Mitsotakis’ four-point plan for Greece

10 July 2019

Mitsotakis’ four-point plan for Greece

The election results in Greece show that people, or at least the 56% that voted, have had enough of the populist experiment led by Alexis Tsipras. With the Greek economy bleeding and its people disenchanted, the centre-right party New Democracy elected Kyriakos Mitsotakis as its new leader and won an outright parliamentary majority (39.85%, 158 seats). This offers Mitsotakis the opportunity to pursue the policies he promised during his campaign, many of which will be opposed by the rest of the parliament. The core of it consists of four action points:

The need to slash tax rates

The corporate tax rate stands at 29% and is posed to decrease to 20%. Similar rate cuts are expected for personal income tax, VAT, and property taxes. The expected effects of lower tax rates are the encouragement of entrepreneurial activity and an increase in consumer spending, anticipated to lead to a virtuous circle of new jobs and further increases in consumption. Surprisingly, Greek workers do not currently bear the highest tax rate in the Eurozone. The Greek real tax rate is at about 51.5%, while, for instance, France is 57.5%. Mitsotakis’ aim is not only to make operating and living in Greece cheaper, but also to signal that he aims to steer Greek society away from state support to more sustainable sources of sustenance and growth.

Reforming the public sector

The bailout programme signed by previous governments demanded uprooting privatisations of various state corporations, government functions, and public assets. The goals of achieving revenue of €2bn in 2018 and €1bn in 2019 by privatising utility, transportation, and telecommunication companies were not met by Tsipras. Mitsotakis has recognised the need to keep agreement with the creditors on this issue.
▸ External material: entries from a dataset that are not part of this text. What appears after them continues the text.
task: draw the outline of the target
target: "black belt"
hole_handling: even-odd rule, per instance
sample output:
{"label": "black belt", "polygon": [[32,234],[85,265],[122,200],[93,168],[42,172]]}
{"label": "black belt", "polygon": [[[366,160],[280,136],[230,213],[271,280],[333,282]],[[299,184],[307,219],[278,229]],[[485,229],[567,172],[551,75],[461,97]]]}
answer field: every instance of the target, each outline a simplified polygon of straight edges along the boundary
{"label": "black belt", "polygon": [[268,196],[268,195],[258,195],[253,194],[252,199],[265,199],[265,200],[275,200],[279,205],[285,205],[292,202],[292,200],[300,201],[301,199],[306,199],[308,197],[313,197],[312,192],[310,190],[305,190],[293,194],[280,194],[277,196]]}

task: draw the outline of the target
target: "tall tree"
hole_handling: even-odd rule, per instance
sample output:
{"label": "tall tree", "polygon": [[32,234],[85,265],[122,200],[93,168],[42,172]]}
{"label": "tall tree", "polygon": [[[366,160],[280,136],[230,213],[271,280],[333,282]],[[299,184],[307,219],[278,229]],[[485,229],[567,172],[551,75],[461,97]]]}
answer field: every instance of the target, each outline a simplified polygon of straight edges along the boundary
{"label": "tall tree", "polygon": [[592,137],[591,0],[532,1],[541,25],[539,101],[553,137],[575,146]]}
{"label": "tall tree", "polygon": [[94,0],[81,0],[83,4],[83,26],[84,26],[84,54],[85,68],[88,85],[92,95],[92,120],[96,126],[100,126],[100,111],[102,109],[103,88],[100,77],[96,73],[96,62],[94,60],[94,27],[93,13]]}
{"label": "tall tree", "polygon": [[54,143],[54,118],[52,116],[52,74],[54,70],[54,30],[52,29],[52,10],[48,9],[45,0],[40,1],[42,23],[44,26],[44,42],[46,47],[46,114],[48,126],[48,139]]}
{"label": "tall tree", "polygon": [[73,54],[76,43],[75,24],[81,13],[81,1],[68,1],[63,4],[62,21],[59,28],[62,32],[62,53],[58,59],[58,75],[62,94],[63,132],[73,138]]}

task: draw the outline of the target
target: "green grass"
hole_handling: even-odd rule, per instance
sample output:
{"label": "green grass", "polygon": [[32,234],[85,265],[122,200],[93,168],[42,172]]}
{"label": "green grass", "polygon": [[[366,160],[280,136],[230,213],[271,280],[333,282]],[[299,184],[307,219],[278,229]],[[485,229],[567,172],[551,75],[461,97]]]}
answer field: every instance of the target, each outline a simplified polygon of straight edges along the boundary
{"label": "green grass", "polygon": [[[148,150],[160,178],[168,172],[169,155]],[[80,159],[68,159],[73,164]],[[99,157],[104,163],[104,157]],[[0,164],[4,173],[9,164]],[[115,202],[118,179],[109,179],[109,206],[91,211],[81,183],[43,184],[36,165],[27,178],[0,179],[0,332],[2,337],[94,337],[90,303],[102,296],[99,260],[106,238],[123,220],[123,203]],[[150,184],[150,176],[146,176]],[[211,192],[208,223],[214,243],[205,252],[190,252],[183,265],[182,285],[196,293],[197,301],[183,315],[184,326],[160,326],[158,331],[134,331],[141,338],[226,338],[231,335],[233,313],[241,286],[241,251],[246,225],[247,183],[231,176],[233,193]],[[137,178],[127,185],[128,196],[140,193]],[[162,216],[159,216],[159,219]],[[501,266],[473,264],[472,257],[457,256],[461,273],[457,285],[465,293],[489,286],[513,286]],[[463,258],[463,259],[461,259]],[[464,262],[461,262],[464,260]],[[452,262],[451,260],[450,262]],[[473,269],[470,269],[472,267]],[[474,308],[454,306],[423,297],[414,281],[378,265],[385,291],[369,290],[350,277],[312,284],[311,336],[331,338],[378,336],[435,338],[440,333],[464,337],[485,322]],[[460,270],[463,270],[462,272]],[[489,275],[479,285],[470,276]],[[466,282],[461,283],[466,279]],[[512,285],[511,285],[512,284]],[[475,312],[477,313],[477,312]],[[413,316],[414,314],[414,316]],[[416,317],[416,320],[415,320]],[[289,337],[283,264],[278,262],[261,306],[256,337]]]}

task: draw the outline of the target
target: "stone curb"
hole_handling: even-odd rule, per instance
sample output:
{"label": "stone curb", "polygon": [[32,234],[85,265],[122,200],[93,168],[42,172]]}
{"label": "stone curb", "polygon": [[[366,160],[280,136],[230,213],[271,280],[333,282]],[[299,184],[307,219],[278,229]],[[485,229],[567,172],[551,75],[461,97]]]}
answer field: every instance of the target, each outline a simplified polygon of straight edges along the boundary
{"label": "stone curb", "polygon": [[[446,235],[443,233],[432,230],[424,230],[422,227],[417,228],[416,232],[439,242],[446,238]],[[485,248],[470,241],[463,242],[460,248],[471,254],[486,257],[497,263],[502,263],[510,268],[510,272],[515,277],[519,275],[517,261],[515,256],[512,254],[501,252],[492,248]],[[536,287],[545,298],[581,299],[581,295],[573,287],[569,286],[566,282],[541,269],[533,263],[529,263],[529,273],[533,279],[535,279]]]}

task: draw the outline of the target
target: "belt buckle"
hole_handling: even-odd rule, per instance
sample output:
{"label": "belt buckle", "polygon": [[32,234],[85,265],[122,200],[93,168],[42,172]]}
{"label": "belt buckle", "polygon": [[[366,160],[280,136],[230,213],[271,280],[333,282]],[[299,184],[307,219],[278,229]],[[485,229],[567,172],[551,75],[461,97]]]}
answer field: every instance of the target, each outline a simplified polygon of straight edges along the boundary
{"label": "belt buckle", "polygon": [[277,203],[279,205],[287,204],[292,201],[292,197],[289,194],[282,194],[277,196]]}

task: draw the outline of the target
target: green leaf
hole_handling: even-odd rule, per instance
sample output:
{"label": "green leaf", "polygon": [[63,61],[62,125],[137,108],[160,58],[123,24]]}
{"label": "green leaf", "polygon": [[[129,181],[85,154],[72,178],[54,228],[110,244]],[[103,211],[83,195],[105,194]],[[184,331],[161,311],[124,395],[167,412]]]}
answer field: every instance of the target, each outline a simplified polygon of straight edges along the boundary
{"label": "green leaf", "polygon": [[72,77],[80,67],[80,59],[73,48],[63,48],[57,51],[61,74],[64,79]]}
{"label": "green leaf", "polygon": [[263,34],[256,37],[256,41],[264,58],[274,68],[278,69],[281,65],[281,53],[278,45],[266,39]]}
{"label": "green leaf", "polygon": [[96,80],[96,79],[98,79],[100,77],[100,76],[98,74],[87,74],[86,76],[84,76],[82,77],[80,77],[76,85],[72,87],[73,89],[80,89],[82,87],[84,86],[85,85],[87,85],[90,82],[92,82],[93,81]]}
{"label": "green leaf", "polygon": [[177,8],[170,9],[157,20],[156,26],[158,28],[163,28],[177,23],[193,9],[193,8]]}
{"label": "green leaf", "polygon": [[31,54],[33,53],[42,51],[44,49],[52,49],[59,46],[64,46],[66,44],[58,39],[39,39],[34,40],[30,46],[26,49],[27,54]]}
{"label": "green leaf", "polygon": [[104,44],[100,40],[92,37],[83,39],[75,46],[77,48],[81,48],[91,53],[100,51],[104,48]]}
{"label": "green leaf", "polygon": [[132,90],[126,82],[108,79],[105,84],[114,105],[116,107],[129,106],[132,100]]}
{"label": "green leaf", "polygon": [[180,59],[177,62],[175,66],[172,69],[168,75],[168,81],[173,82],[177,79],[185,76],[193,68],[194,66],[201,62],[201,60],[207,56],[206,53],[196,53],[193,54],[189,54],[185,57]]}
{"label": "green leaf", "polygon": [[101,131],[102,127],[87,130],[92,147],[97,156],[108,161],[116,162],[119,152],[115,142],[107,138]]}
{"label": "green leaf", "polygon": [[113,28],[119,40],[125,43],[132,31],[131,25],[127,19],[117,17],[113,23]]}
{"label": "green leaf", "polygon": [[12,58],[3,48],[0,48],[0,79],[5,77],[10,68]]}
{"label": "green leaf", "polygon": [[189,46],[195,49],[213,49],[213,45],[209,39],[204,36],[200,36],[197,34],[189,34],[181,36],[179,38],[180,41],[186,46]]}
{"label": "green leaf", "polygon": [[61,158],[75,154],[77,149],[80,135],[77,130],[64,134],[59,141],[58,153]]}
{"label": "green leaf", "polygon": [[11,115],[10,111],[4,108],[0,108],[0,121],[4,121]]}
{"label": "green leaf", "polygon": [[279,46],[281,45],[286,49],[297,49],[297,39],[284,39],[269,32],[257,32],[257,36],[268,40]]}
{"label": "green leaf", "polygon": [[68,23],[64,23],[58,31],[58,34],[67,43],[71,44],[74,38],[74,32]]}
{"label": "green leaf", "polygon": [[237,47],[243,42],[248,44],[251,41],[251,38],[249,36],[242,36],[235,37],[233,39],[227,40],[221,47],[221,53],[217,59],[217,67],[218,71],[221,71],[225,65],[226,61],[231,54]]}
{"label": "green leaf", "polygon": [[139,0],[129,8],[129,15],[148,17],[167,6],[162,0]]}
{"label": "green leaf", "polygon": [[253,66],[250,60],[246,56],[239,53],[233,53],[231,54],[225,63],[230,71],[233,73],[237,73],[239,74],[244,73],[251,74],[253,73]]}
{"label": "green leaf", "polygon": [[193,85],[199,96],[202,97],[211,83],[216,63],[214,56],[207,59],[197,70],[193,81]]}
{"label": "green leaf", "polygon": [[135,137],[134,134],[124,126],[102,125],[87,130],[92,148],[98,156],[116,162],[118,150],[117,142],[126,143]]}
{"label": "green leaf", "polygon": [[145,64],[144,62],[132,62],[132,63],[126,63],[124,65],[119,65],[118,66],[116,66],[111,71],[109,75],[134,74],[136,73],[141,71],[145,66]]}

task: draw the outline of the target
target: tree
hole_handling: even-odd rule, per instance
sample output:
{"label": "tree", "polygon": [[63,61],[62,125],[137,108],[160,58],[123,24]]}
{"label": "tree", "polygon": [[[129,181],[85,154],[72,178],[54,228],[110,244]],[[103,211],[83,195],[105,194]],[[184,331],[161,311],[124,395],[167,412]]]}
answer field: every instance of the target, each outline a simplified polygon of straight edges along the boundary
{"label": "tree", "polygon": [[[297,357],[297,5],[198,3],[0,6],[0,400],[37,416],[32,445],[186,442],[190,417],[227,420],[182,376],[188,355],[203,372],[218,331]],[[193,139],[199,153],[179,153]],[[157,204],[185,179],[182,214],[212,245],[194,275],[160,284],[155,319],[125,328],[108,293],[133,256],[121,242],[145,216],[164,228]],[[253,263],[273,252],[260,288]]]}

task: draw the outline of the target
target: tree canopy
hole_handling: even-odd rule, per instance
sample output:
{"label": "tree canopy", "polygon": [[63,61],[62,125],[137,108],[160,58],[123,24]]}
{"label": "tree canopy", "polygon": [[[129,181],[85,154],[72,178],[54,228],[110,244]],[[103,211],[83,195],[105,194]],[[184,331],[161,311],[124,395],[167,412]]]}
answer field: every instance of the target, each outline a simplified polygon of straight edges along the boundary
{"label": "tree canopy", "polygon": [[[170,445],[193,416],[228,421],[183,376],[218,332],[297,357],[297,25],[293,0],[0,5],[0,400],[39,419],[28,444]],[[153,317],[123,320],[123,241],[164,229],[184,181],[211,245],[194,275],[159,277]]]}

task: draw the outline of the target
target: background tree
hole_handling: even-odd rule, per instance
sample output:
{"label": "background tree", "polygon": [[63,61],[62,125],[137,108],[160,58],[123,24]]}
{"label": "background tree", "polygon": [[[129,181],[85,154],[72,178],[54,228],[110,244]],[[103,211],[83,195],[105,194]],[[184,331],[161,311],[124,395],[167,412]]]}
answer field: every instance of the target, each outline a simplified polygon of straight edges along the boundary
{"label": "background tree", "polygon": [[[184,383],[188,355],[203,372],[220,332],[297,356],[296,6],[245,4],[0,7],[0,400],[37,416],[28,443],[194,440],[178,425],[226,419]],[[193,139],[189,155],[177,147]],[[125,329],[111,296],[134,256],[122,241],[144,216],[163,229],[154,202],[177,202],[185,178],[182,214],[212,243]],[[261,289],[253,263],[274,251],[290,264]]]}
The release of underutilised assets is expected to increase productivity and provide relief to public finances. On a similar vein, he has advocated for the effective evaluation of public servants and the appropriate reforms regarding the interaction of citizens with the state services, all in order to decrease bureaucracy.

Revamping the banking sector

The debt crisis that began in 2007 and resumed in 2009 left the Greek economy smaller by more than a quarter and the banks holding €81.8bn of non-performing loans (NPLs), almost 50% of the total loans in their balance sheet. This figure is the highest among the Eurozone countries. The high proportion of NPLs and the en-masse flight of deposits from Greek to foreign banks have forced international creditors to recapitalise the Greek banking sector with €43bn, with major participation of the bank shareholders in the process. The capital restrictions and the NPLs prevent Greek banks from providing capital to borrowers regardless of their credit score. Mitsotakis needs to bring the NPL crisis to a sustainable level, if not to an end, so that the capital intensive sectors in Greece can be financed, bringing more jobs and consumption along the way. The government has downplayed rumours and allegations that the €37bn held by the Greek government as a fiscal safety net may be partially utilised in jump-starting the banking sector.

Attracting more private investments

The new government is openly market-friendly and has claimed there are projects valued at more than €50bn that could be funded by private investors when the economic conditions in Greece are auspicious. The capital markets seem to have confidence in Mitsotakis’ plans. The 10-year Greek government bonds trade at an all-time low yield of just above 2%, showing virtually no market concern for the state finances. The Greek stock market has been rallying for more than 35% since the beginning of the year, partially discounting the recent election outcome, as it has been reflected in the polls for a long time. The investments foreshadowed by both Mitsotakis and the market can create hundreds of thousands of jobs, which will expedite the recovery of the Greek economy after tumbling for 10 years in recession.

What’s next?

The new government faces several challenges in implementing these four actions points. The major obstacle is posed by the international agreements in place. The departing Greek government agreed with its creditors on a budgetary surplus of 3.5% until 2022. Mitsotakis’ intended decreases in taxation cannot be achieved under such high surplus targets and a renegotiation with the creditors will be necessary before implementing any tax reforms. In light of the election outcome, European officials stated explicitly that they expect Greece to honour the agreement of the previous government, despite the arguments provided by Mitsotakis and the support by the International Monetary Fund, which sees the magnitude and the duration of the surplus as impediments to growth. Prospective renegotiation with the creditors is not helped by the €1.6bn handout offered to key constituencies by the departing Tsipras. A delegation of the international creditors will visit Athens soon in order to monitor the progress of achieving said surplus.

Mitsotakis has a long and challenging road ahead. He has the opportunity of a lifetime to prove to the next generations of Greeks and our contemporary fellow Europeans that there is a successful way out of even a 10-year status quo of recession. His legacy may be not only the salvation of an old and proud nation, but a nail in the coffin of the detrimental populism ailing both sides of the Atlantic.